- North American NES box art
- Developer: SNK
- Publisher: SNK
- Platforms: Arcade, NES
- Release: ArcadeJP: March 1988; NA: April 1988; NESJP: March 24, 1988; NA: September 1988;
- Genre: Sports (golf)
- Modes: Single-player, multiplayer

= Lee Trevino's Fighting Golf =

1988 video game

Lee Trevino's Fighting Golf (ファイティング ゴルフ, Faitingu Gorufu) is 1988 golf video game developed and published by SNK for arcades. It was ported to the Nintendo Entertainment System the same year.

==Summary==

Arcade screenshot

The player can choose between four different golfers with varying advantages and disadvantages. Lee Trevino (who lent his endorsement to this North American NES version of the game) is playable (only in the North American version) as a character named Super Mex (an actual nickname of his; the Japanese version uses a character named Birdie Tommy in place of Trevino himself). Other characters include Pretty Amy/Eri, Miracle Chosuke and Big Jumbo. Pretty Amy has limited range, but the easiest control ("control" refers to the length of the aiming guide). Miracle Chosuke and Super Mex have average attributes. Big Jumbo has the best range, but the worst control. Despite the title, no fighting is involved in the game. The player has to avoid sand traps, water hazards, rough ground and trees.

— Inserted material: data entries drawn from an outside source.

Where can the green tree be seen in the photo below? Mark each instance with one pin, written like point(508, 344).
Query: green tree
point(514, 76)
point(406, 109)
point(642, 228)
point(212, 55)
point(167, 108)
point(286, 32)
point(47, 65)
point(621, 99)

The courses range from relatively straightforward fairways to elaborate arrangements of sand traps. The two courses available for play are the United States, which consists of mostly bunkers and super rough, and the Japan course, consisting of water and tight boundaries. The United States course is modeled after PGA West Stadium Course.

At the end of the game, the player is greeted with a photorealistic shot of the country club lodge against the setting sun and surrounded by trees.

== Reception ==
In Japan, Game Machine listed Lee Trevino's Fighting Golf as the ninth most successful table arcade unit of April 1988.

GameRevolution ranked this game number 23 on its list of the "50 Worst Video Game Names of All Time".

== Legacy ==
The game was parodied in the season 7 episode of The Simpsons titled "Marge Be Not Proud", with the game in the episode referred to by the Comic Book Guy as "Lee Carvallo's Putting Challenge".